The Commerce Commission has filed an appeal in the High Court against a record $2.25 million fine imposed on Vodafone NZ Limited (Vodafone) for its offending under the Fair Trading Act during its FibreX advertising campaign.
While the sentence imposed in the Auckland District Court on April 14 was the largest-ever fine under the Fair Trading Act, the Commission will argue that it is manifestly inadequate.
Commerce Commission Chair, Anna Rawlings, says the Commission will argue the fine did not appropriately reflect the seriousness of the offending, and the size and financial resources of Vodafone. The Commission will also argue that Vodafone’s conduct was wilful (rather than grossly careless) and allowed Vodafone to make significant commercial gains.
“The Commission sees this case as raising important issues relating to compliance with the Fair Trading Act.
“The fines imposed for this type of offending must be significant enough to deter Vodafone and other large businesses from engaging in this type of conduct in the future.
“The Commission sees benefits in clarifying the application to this case of the Court of Appeal’s decision in 2020 in Steel & Tube, which sets out a framework for sentencing decisions under the Fair Trading Act.”
The Commission had originally sought a fine of $5.8 million and is appealing the $2.25 million sentence.
“We will argue that the District Court did not apply adequate uplift to ensure that the fine sufficiently reflects the offending of a large corporate offender like Vodafone,” Ms Rawlings says.
The Commission will also ask the High Court to reconsider the evidence presented from individual consumers as to the harm that they suffered as a result of Vodafone’s breaches.
Vodafone was found guilty, following a two-week trial, of conduct liable to mislead consumers into believing that FibreX was a fibre-to-the-home broadband service, when it was not. Vodafone also pleaded guilty to charges relating to its online address checker, which suggested to consumers that FibreX was the only available broadband service at their address, when that was not true.
“The promotion of Vodafone FibreX denied consumers the ability to make an informed choice about FibreX or to choose the type of broadband most appropriate for their needs,” Ms Rawlings says.
It also impacted competition for the supply of broadband services in New Zealand.
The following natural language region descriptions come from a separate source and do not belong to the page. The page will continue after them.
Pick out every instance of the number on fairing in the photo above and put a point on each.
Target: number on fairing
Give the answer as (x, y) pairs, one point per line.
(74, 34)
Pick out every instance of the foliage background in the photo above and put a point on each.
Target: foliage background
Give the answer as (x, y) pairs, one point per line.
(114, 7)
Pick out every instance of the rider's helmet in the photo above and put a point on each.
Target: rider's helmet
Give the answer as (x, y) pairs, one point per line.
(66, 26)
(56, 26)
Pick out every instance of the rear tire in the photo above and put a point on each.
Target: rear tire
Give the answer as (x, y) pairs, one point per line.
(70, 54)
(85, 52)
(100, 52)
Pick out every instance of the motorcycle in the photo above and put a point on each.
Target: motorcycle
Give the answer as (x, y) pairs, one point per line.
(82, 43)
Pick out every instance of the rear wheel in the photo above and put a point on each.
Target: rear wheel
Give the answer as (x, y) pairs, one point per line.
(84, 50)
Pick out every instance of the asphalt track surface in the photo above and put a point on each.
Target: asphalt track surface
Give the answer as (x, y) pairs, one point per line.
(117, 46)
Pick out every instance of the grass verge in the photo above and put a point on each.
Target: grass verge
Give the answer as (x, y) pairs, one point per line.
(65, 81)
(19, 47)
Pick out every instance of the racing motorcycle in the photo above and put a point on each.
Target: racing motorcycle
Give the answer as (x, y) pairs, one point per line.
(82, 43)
By misleading consumers into believing FibreX was fibre-to-the-home, Vodafone gave itself an unfair advantage over its competitors who were selling true “fibre”, including local fibre companies and other retailers.
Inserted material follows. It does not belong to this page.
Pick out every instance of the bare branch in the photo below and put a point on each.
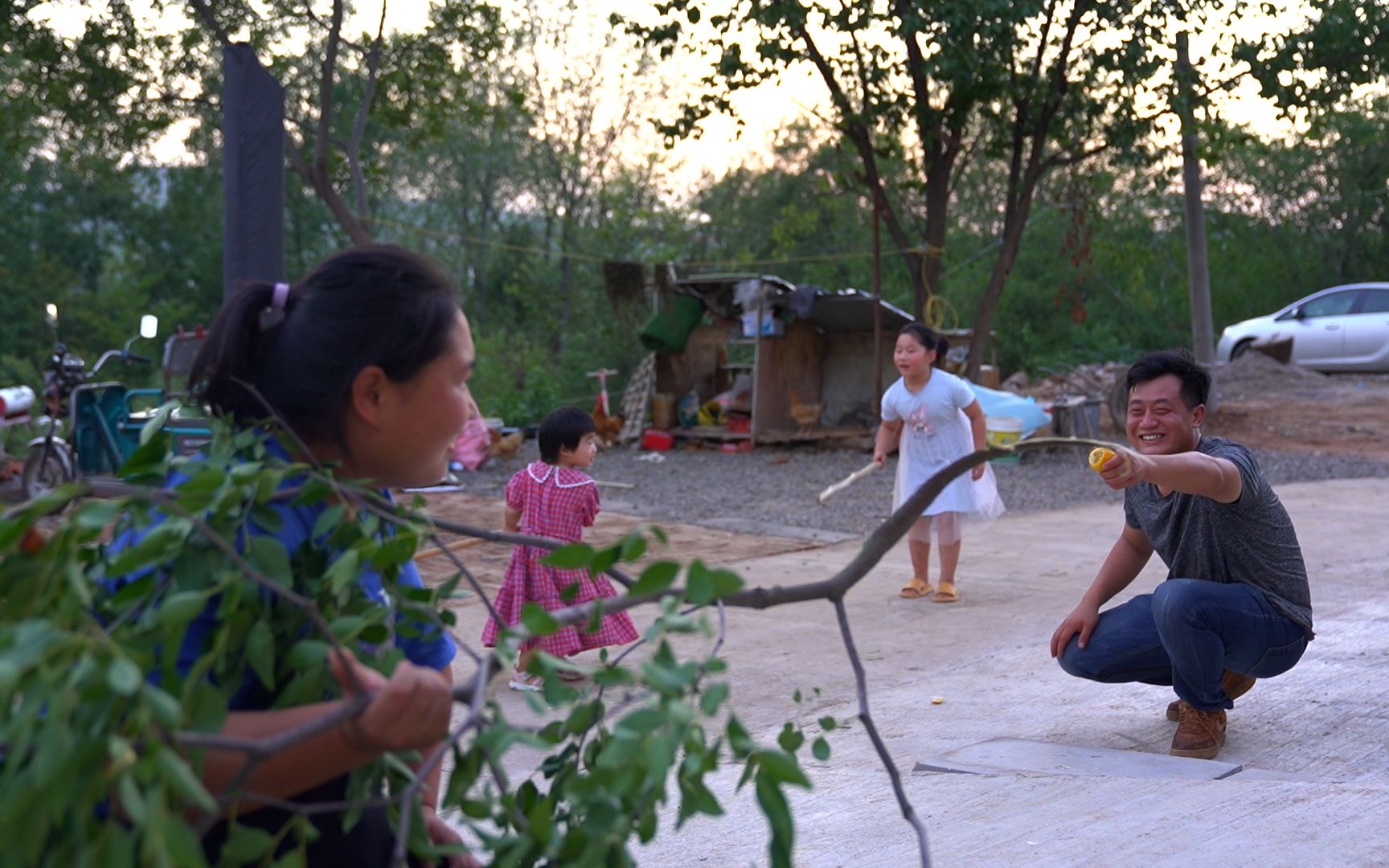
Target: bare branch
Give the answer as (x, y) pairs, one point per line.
(862, 681)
Vodafone’s conduct coincided with Government investment of more than $1.5 billion in the roll-out of UFB (Ultra-fast Broadband). This investment had a focus on stimulating consumer uptake of fibre-to-the-home broadband services.
Around 250,000 households in Wellington, Kapiti and Christchurch were targeted by Vodafone’s FibreX campaign.
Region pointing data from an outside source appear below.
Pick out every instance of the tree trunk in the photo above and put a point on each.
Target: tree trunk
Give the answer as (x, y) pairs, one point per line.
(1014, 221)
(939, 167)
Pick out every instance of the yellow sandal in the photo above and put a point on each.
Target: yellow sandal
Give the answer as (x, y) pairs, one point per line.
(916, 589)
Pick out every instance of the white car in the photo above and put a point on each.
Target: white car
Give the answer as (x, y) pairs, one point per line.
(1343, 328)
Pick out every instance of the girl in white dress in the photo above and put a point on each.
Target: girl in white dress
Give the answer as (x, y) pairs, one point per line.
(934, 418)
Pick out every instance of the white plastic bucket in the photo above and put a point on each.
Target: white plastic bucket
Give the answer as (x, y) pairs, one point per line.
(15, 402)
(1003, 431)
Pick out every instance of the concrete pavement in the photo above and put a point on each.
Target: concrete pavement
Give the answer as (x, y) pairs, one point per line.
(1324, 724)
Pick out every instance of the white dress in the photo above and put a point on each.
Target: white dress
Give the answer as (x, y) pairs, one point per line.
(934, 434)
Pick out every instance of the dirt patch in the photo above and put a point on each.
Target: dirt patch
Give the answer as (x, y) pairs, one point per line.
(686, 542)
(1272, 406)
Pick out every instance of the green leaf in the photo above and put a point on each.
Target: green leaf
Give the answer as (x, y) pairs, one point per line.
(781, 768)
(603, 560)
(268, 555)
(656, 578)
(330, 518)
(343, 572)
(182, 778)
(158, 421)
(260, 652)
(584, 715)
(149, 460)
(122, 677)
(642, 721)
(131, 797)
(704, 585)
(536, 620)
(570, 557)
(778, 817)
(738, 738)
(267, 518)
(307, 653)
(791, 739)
Vodafone continued with the campaign even after being contacted by the Commission following consumer complaints.
As this matter is now before the court, the Commission will not be commenting further at this time.
The judgment from 14 April 2022 is available on our case register here.
Vodafone was sentenced in the Auckland District Court on 14 April 2022 for 18 representative charges under section 11 of the Fair Trading Act 1986 (FTA) relating to conduct in Wellington, Kapiti and Christchurch, where its “FibreX” branded service was offered, between 26 October 2016 and 28 March 2018.
The 18 charges comprise:
- nine charges relating to Vodafone’s representations on its website about the availability of fibre-to-the-home (FTTH) broadband services, to which Vodafone pleaded guilty on 16 November 2018; and
- nine further charges arising from Vodafone’s branding and advertising of its Hybrid Fibre Cable (HFC) broadband service, of which Vodafone was found guilty in the Auckland District Court in April 2021 after a 14 day trial.